Ethan Hawke plays Hart, whose contributions to the Great American Songbook include "Blue Moon," "My Funny Valentine," "Bewitched, Bothered and Bewildered," and other standards. Richard Linklater ("Before Sunrise"), who has been working with Hawke for decades, directs the movie, written by Robert Kaplow (whose "Me and Orson Welles" novel was also brought to the screen by Linklater).
Co-stars include Margaret Qualley, Bobby Cannavale and Andrew Scott as Rodgers. The movie has earned two Oscar nominations: One for Hawke, and the other for Kaplow.
MY SAY Set on March 31, 1943, "Blue Moon" finds the 47-year-old Hart at a crossroads: His collaborator has tasted incredible success with Oscar Hammerstein II. A musical that he scorns for lyrics like "We know we belong to the land, and the land we belong to is grand," has been rapturously received. He's infatuated with a younger woman named Elizabeth Weiland (Qualley), who may not return his feelings. The world seems to be passing him by.
The movie unfolds amid that heartbreak. It finds Hart working the room at Sardi's as he had so many times before, glad-handing, regaling Cannavale's bartender and the author E.B. White (Patrick Kennedy), who happens to be at a nearby booth. He has no shortage of stories and opinions and hopes and desires. He never seems to stop talking.
But melancholy sets in. Linklater, a master at conveying the passage of time on screen ("Boyhood"), frames the picture as an elegy for Hart, who would be dead about eight months later, and the world he knew.
It's a transitional moment artistically, with his partner moving on to a future of indelibly shaping the American theater. Hart's distaste for the classic and bad-mouthing of it to anyone who will listen says as much as anything about the business leaving him behind.
It marks an end of something personally, both in the dissolution of that partnership with Rodgers (they'd work together one final time, on a revival of "A Connecticut Yankee") and in other devastating ways that become clear over the course of the movie.
Taking place almost exclusively at Sardi's, spanning every corner of the restaurant, the movie envelops you into this world.

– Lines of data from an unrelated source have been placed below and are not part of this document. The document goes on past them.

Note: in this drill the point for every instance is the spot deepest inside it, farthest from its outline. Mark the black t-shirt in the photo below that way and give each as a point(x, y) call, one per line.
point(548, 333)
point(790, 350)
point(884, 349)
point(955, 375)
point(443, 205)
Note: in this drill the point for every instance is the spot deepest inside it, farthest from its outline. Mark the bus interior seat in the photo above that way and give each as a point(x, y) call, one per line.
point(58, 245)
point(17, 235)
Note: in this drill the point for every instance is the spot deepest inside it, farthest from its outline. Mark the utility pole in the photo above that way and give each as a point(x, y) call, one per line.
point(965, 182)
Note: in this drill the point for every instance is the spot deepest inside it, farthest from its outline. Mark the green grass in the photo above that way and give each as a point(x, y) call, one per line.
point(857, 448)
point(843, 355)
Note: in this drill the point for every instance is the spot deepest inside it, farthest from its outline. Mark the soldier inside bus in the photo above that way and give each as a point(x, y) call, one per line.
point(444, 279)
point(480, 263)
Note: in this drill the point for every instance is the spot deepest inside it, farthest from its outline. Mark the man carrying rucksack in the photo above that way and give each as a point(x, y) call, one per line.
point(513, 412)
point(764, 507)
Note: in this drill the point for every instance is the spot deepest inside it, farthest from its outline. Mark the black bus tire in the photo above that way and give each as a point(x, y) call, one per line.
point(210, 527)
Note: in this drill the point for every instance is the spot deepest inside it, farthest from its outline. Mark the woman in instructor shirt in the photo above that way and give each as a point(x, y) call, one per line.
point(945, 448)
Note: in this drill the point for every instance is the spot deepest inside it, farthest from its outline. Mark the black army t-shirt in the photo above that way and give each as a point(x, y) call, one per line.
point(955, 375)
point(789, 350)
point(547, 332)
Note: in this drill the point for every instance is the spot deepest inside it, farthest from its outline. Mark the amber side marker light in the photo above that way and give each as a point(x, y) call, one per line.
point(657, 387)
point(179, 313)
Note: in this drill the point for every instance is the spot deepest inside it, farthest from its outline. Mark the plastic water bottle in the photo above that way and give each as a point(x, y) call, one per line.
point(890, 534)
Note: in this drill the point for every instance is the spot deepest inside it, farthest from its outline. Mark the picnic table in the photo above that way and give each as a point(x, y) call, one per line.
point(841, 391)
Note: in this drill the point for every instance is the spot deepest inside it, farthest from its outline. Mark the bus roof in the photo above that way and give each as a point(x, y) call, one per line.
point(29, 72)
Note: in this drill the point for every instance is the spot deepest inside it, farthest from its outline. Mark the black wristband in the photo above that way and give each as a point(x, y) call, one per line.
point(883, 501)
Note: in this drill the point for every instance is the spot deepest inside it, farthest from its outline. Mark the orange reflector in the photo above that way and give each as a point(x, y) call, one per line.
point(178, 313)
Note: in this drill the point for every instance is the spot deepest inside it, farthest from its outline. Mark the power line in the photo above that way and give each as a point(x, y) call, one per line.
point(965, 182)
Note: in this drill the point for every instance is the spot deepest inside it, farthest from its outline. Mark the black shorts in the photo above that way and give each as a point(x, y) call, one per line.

It lives and breathes thanks to Hawke's astonishing work. The actor undergoes a physical transformation — the 5'10 "Hawke convincingly portrays the 5-foot Hart, with the aid of some staging tricks. But more than that, it's a performance that embodies what acting can be at its finest. In Hawke's hands, Hart's manic socializing serves as a defense mechanism, a brave front, a desperate way to push back against the looming darkness. The circumstances might be unique, but the feelings are universal, and the actor makes them real.
BOTTOM LINE Hawke delivers a performance for the ages in one of Richard Linklater's best movies.